Schopenhauer cuenta la historia de un ermitaño que quería alejarse de todo para encontrar el silencio más absoluto y perfecto. Buscó una cueva escondida en el paraje más alejado del mundanal ruido pero una vez allí se dio cuenta con desesperación de que nunca dejaba de escuchar el chirrido de la rueda del tiempo.
Un día, cuando estaba ya a punto de volverse loco, vio venir por un sendero a una pareja de jóvenes enamorados que se iban cantando coplillas el uno al otro. El ermitaño estuvo un buen rato mirándolos pasar y escuchando su canto, y cuando se alejaron cayó en la cuenta de que ese sonido del amor había hecho callar a la rueda del tiempo.

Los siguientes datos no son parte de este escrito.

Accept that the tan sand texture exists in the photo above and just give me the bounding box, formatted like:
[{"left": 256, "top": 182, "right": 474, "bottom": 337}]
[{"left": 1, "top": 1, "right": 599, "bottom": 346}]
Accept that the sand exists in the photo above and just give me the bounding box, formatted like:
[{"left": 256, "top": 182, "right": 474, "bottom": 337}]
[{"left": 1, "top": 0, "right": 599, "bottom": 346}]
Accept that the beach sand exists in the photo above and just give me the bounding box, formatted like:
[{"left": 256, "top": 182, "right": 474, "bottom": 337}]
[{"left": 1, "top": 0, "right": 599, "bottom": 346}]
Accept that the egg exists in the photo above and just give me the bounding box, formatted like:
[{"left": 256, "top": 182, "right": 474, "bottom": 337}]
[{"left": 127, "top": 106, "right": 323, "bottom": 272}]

¡Qué angustioso es escuchar permanentemente el giro de esa rueda! Sin embargo, eso es lo que pensamos cuando decimos "carpe diem". Cometemos una gran injusticia al traducir este aforismo latino porque no significa “vive cada día como si fuera el último”. Eso sería silenciar los sonidos del paisaje humano que nos rodea y dedicarse a escuchar solamente el chirrido de la rueda del tiempo girando hacia la muerte. ¿Cómo podríamos soportar esa agonía? No; carpe diem significa “conviértete en el dueño de tu día”.

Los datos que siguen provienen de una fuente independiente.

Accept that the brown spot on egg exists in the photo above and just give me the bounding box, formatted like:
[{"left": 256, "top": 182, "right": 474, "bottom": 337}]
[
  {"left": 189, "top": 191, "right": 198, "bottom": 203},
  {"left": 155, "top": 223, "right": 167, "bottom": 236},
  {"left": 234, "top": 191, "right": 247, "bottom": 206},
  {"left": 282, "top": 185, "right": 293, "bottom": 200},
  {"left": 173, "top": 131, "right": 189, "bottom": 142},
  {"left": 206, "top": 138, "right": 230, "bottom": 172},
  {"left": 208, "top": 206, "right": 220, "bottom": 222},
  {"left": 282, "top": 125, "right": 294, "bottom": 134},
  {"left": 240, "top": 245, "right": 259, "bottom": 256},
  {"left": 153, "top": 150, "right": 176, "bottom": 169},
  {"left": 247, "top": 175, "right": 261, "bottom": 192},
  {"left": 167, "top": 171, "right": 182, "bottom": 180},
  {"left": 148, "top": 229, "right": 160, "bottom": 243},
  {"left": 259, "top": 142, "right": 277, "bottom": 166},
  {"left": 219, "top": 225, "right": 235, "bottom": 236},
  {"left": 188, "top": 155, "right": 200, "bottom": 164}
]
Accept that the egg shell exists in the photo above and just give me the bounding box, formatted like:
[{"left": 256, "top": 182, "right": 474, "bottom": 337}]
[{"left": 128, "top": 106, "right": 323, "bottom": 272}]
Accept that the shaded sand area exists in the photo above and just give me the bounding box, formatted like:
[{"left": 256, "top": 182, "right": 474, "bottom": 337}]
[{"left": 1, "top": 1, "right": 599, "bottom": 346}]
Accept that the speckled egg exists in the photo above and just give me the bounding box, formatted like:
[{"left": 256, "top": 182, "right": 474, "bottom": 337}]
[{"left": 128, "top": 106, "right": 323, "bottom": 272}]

Ahí está la clave de la alegría de vivir. Las personas que la rezuman no afrontan cada día como el último sino como propio. Este valor no significa superficialidad ni atolondramiento sino verdadera comprensión del sentido de nuestra presencia en el mundo.
Si nos fijamos bien, a las personas dueñas de su tiempo les gusta entregar buena parte de este a los demás. Parece que abren la persiana de su alma para que entre el sol y para que entremos también de paso quienes estamos junto a ellas. Con su despliegue de energía generosa nos dicen: “si quieres dejar de obsesionarte con el ruido del paso del tiempo, sal de tu encierro, comparte el amor... ¡vive!”.